Gary Tan, gestionnaire de portefeuille chez Allspring Global Investments, a déclaré que ce résultat était conforme aux attentes du marché, le ton de la déclaration de MSCI étant plus prudent que purement négatif.
“Ce qui ressort, c’est le virage clair vers la mise en œuvre et des résultats mesurables, ce qui indique que les réformes annoncées ne suffisent pas à elles seules”, a déclaré Tan.
“La prolongation de l’examen jusqu’en novembre maintient la pression sur les régulateurs et repousse de fait la décision à plus tard.”
L'autorité de régulation financière indonésienne a déclaré mercredi que l'annonce de MSCI servirait de catalyseur pour renforcer et accélérer les programmes de réforme des marchés de capitaux lancés depuis janvier.
Pour les fonds passifs et les ETF axés sur les marchés émergents, l’impact devrait être limité, a déclaré Kunhee Park, stratège en investissements pour les actions ETF chez State Street Investment Management, soulignant que la pondération de l’Indonésie dans l’indice MSCI des marchés émergents .MSCIEF avait déjà diminué de plus de moitié cette année, pour passer sous la barre des 0,5%.

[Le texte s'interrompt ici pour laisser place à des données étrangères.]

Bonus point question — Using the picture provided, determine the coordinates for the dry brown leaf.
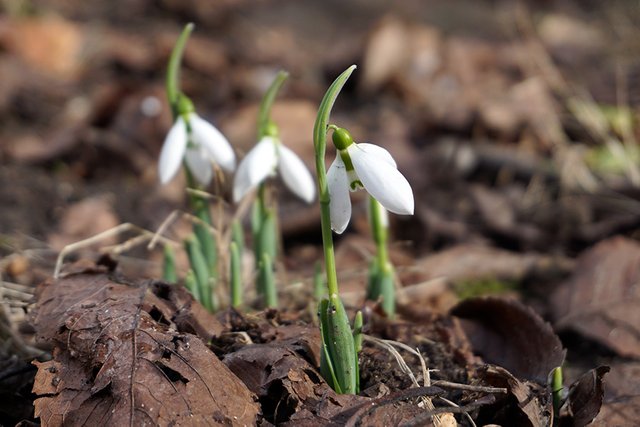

L’inquiétude des investisseurs ne cesse de croître face au programme de dépenses du président Prabowo Subianto, qui a soutenu des initiatives telles que la distribution de repas gratuits à des millions de personnes, mais a également contribué à la chute de la roupie IDR= à des niveaux historiquement bas, rendant le contexte général d’investissement fragile.
Les agences de notation Moody's et Fitch ont abaissé leurs perspectives de notation de la dette indonésienne à “négative” en début d'année, invoquant une baisse de la crédibilité des décideurs politiques.
Une dégradation de la note serait dévastatrice pour l’Indonésie et pourrait entraîner jusqu’à 13 milliards de dollars de sorties de capitaux du marché boursier, selon les estimations de Goldman Sachs, alors que la valeur boursière cumulée des actions indonésiennes a déjà reculé de 370 milliards de dollars depuis janvier.
Mohit Mirpuri, gestionnaire de fonds chez SGMC Capital basé à Singapour, a déclaré que la prolongation de l’intégration dans l’indice MSCI constituait un résultat plus favorable que ce que beaucoup craignaient, mais a souligné que la balle était désormais dans le camp des régulateurs indonésiens.
“Les prochains mois seront placés sous le signe de la mise en œuvre, de la crédibilité et des résultats concrets, plutôt que de nouvelles annonces politiques”, a-t-il déclaré.